I love to experiment with different bread ingredients - your recipe certainly has a variety. Being curious, I looked up *vegemite* on wikipedia.org - click here for page - informative but they do say 





> It is notorious for the dislike it generates amongst some foreigners who try it, particularly Americans


 Guess I'll pass on that one.

I like your tip re baking 2 loaves in one pan - definitely will try it!

I recently tried substituting 1 cup lentil flour for 1 cup whole wheat flour in my standard whole wheat recipie and it turned out nicely - here's what's left of it




(The bread has little brown speckles from the lentil flour but it doesn't show up in the pix.)

PS lentil flour was milled from brown lentils with the grain mill attachment for my KA mixer. It's my favorite KA attachment.


----------



## WayneT (Sep 25, 2004)

The vegemite reference was mainly for Aussie ex-patriot Kyles. I was looking at buying a KA myself as my Braun K2000 is starting to pack up. The model I wanted to handle the dough quantity I use should with currency exchange rates etc be around AUD400. Would you believe here in Oztraya they want $1500 AUD for the same unit. I had a Kenwood previously but they are super noisy, not sure about the new models. Sunbeam have just brought out some powerful twin motor mixers with dough hooks. I checked them out on the net and was dumbstruck when I realised that after you knead the dough they reccomend turning out the dough and kneading by hand for *15 MINUTES!!!*. Surely the copywriter must have stuffed up, but maybe not!


----------



## subfuscpersona (Sep 25, 2004)

WayneT said:
			
		

> I was looking at buying a KA myself as my Braun K2000 is starting to pack up. The model I wanted to handle the dough quantity I use should with currency exchange rates etc be around AUD400. Would you believe here in Oztraya they want $1500 AUD for the same unit.

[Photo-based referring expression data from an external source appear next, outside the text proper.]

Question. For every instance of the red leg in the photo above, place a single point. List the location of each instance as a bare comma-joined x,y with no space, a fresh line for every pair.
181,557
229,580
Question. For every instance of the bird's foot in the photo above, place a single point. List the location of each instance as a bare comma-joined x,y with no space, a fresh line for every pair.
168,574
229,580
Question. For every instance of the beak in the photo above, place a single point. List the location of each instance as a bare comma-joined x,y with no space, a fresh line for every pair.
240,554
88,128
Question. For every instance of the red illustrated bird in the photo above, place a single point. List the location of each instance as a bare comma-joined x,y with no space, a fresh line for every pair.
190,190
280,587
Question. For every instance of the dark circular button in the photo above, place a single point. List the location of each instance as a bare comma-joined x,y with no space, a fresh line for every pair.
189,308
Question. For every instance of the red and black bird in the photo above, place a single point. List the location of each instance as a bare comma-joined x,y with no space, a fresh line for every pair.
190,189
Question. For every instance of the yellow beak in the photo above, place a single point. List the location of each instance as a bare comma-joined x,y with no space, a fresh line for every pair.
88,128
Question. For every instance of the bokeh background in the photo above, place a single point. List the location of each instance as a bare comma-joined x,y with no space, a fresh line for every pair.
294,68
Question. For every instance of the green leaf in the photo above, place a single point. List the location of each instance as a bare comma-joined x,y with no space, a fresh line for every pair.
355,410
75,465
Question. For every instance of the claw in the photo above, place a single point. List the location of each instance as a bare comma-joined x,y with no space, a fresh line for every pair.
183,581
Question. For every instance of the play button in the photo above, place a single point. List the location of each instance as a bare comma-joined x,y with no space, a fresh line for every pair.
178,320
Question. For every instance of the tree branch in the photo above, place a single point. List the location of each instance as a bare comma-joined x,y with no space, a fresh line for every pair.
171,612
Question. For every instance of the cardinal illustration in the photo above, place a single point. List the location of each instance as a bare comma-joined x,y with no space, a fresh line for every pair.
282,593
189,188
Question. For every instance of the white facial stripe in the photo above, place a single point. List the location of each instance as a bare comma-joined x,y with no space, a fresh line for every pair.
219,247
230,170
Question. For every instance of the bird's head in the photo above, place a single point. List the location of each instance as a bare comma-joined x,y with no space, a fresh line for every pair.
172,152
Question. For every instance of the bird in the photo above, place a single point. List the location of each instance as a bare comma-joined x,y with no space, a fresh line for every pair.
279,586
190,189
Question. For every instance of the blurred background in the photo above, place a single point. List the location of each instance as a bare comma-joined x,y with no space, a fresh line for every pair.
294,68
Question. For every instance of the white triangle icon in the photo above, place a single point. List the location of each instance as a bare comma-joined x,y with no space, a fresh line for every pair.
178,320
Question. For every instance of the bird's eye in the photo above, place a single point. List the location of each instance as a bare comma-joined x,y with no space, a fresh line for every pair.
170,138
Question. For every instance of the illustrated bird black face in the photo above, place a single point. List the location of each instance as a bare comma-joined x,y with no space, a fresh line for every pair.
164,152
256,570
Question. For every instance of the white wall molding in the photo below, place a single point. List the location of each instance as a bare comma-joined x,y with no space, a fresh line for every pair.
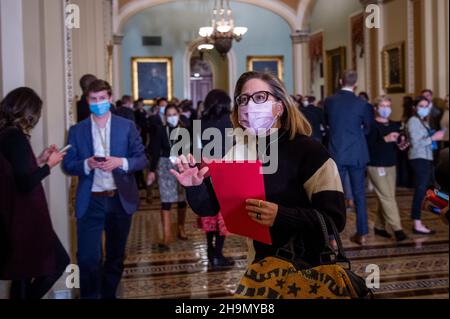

What model are you looking at? 

Wow!  400.00 AUD = 285.358 USD
and you say where you are they want 
 1,500.00 AUD 	= 1,070.09 USD
*incredible markup!*


----------



## WayneT (Sep 26, 2004)

I am not sure of the KA model I was looking at off hand. I was checking out various ones but was looking at the strongest  one at the time because I need it to do 2-2 1/2kilo (4.5-5.5lb) dough. I also noticed that the motopr wattage was a lot less than my 800 watt Braun. Must be better gearing etc.

Maybe the import taxes are the killer. I wonder if the Free Trade Agreement will make it cheaper or send it up to $2000AUD.


----------